I am an historian and once upon a time I worked at an archive and did a recorded history project for them. I interviewed about 100 WWII vets on tape... from every theater and American service and rank... and that included Tuskeegee men and a few WACS and WAVES. I loved the project but it also haunted me (and I had to change my phone number)... some of these folks had NEVER ever told their stories before. Never. They didn't much talk about it when they came home and then later, well, you didn't discuss this kinda crap in front of the wife and kids. (Tho one of the men HAD been interviewed by Stephen Ambrose for Band of Brothers. I also got to meet Dr. Ambrose and we went to dinner and he kissed my hand...


A very lucky few of them had families who HAD heard and kinda got their stories. Or had friends from the time with whom they met and chatted... as well as chatted about beers and football and sending grandkids to college...
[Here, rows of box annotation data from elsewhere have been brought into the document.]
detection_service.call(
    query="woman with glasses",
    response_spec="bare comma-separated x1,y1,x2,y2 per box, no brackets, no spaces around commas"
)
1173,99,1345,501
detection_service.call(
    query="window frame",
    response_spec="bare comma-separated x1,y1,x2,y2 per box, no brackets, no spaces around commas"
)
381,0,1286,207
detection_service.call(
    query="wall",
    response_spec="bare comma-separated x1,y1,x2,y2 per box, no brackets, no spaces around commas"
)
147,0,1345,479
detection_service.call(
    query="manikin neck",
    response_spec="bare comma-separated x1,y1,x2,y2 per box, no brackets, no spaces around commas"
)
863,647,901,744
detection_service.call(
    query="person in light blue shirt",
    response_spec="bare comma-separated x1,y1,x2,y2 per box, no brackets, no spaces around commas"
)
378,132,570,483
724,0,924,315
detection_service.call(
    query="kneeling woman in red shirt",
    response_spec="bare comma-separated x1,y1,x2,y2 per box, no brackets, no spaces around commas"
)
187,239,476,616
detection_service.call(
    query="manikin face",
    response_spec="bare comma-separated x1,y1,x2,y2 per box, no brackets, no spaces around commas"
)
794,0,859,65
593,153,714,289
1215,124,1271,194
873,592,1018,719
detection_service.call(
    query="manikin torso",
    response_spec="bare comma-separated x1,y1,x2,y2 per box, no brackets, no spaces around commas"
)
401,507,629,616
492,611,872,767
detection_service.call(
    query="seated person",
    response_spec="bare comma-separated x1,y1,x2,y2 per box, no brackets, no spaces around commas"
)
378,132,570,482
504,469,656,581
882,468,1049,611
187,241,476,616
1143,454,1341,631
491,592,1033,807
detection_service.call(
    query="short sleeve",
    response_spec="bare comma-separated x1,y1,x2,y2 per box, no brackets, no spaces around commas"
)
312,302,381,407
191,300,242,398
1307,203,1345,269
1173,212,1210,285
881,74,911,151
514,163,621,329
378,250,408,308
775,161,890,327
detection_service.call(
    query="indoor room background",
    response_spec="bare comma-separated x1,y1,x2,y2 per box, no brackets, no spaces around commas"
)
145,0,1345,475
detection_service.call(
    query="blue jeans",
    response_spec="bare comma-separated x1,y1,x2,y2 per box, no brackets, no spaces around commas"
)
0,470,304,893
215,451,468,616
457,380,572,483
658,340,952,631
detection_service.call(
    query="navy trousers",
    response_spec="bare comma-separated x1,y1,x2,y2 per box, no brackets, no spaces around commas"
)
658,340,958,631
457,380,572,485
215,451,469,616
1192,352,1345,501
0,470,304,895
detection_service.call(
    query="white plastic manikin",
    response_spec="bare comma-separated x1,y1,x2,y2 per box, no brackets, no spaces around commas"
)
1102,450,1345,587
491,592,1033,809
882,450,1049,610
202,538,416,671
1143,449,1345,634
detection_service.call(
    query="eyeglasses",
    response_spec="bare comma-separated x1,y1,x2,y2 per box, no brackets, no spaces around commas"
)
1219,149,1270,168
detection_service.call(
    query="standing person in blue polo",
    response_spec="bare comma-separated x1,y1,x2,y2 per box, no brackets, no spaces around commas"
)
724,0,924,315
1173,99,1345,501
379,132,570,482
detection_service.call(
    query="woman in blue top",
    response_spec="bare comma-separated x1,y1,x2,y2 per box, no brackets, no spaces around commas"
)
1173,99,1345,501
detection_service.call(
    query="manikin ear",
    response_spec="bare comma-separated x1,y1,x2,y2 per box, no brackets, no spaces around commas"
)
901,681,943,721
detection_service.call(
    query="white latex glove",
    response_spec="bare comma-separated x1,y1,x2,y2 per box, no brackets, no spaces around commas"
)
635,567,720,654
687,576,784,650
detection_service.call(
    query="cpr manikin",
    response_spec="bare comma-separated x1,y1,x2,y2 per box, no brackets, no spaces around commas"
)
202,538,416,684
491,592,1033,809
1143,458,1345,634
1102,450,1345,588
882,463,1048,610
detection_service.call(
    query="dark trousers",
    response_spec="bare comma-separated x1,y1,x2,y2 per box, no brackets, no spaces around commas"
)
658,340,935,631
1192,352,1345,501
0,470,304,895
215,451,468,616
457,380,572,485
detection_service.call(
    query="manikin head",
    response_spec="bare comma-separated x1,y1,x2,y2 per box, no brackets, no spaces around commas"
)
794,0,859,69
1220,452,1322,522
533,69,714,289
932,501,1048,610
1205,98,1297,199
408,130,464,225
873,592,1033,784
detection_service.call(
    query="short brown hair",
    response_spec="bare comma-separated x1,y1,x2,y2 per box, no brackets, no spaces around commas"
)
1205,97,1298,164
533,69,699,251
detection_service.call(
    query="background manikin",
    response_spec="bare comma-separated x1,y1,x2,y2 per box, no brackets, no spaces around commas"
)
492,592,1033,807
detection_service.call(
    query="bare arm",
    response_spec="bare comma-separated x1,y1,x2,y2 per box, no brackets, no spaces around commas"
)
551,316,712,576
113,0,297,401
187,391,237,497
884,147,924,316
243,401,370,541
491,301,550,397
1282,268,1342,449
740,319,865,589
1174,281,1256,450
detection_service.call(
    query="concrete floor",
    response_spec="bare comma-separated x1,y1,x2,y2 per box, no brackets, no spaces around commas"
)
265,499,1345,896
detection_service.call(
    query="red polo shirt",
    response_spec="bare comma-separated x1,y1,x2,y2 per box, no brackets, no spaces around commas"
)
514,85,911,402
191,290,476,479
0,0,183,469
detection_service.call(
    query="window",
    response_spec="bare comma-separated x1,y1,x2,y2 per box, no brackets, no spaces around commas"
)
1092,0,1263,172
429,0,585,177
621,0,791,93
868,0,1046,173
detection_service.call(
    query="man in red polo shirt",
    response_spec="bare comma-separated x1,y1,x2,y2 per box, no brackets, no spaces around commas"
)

For Mick. I bet he's never told his stories to anyone. He would have lost the buddies when he lost Ray and even more so when he was turned. Vampires wouldn'tve been interested in his WWII stories... Lord knows what battles his vampire buds had seen, participated in, or gotten bored of... and he had a new battle to fight, of his own, at that point. So besides all the other crap he was dealing with, he had gone thru this war and his entire experience was negated by the ennui of others. In the mortal world and in his new world. Had to be the loneliest loneliest feeling.
Yet he still remembered it and used the war as a point of reference... witness his comments in Fever. And his dutiful use of his education in LLF.